Find scientific names in plain texts, PDF files, MS documents etc.

GNfinder is a program for finding scientific names in texts. GNfinder exists for several years now and is responsible for creation of name indices for Biodiversity Heritage Library (BHL) and HathiTrust Digital Library. The program is fast enough to process 5 million pages of BHL in just a couple of hours.

The new GNfinder v0.14.1 can find names not only in plain UTF8-encoded texts, but also in a large variety of files including PDF, MS Word, MS Excel, and images. In this blog post we describe how it can be used.

GNfinder code follows Semantic Versioning practices. So users need to be aware that for versions 0.x.x backward incompatible changes might happen.

Summary

GNfinder is a command line application, that can also be used as a RESTful service. In the near future it will also have a web-based user interface and will run at https://finder.globalnames.org

The program uses heuristic and Natural Language Processing (NLP) algorithms for name finding.

Performance

For a test we used 4MB PDF file that contains ~2000 unique names. These names are mentioned in text ~13000 times.

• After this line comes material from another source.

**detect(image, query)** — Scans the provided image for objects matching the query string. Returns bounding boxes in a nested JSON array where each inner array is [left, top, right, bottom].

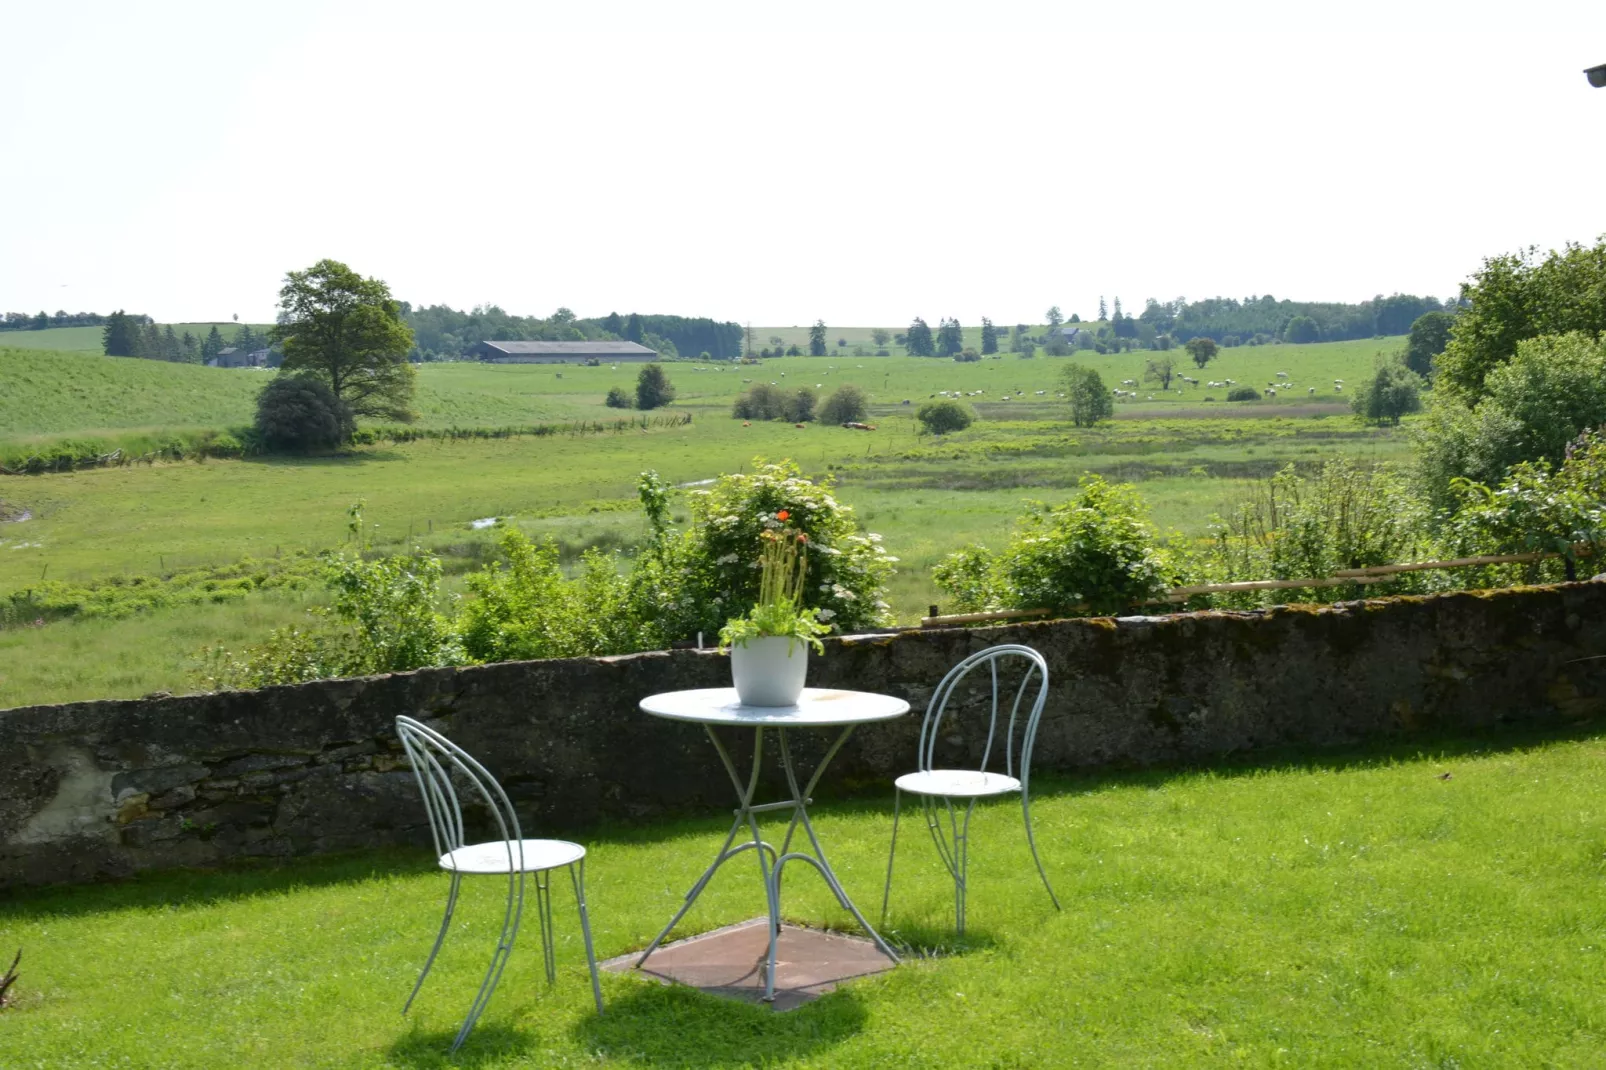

Time for conversion to UTF8-encoded plain text: 2.5 sec

Time for name-finding: 0.4 sec

Time for name-verification of 2000 uniquely found names: 2.5 sec

Installation

The program consists of one stand-alone file, so it is easy to install. The binaries for MS WIndows, Mac OS or Linux can be downloaded from GitHub. In addition GNfinder can be installed using a Homebrew package manager with the following terminal commands:

brew tap gnames/gn
brew install gnfinder

For more detailed installation instructions see the documentation on GitHub.

Usages

GNfinder is a command line application. It requires an internet connection for converting files to UTF8-encoded text and for name-verification.

To get help use:

gnfinder -h

To get names from a UTF8-encoded text file (with -U flag no internet connection is required):

gnfinder -U file-with-names.txt

To get names from any other kind of file:

gnfinder file.pdf

To find names, to verify them and to output results in JSON format:

gnfinder file.pdf -v -f pretty > file-names.csv

To convert PDF file into text:

gnfinder -I file.pdf > file.txt

Tutorial

I wrote a tutorial how to exctract scientific names in parallel from a large number of PDF files.

For more information read the documentation on GitHub.

RESTful (API)

You can run GNfinder as a RESTful API service as well. For now API can work only with UTF-8 encoded texts, but other file formats will be available via API as well after completion of a web-based user interface.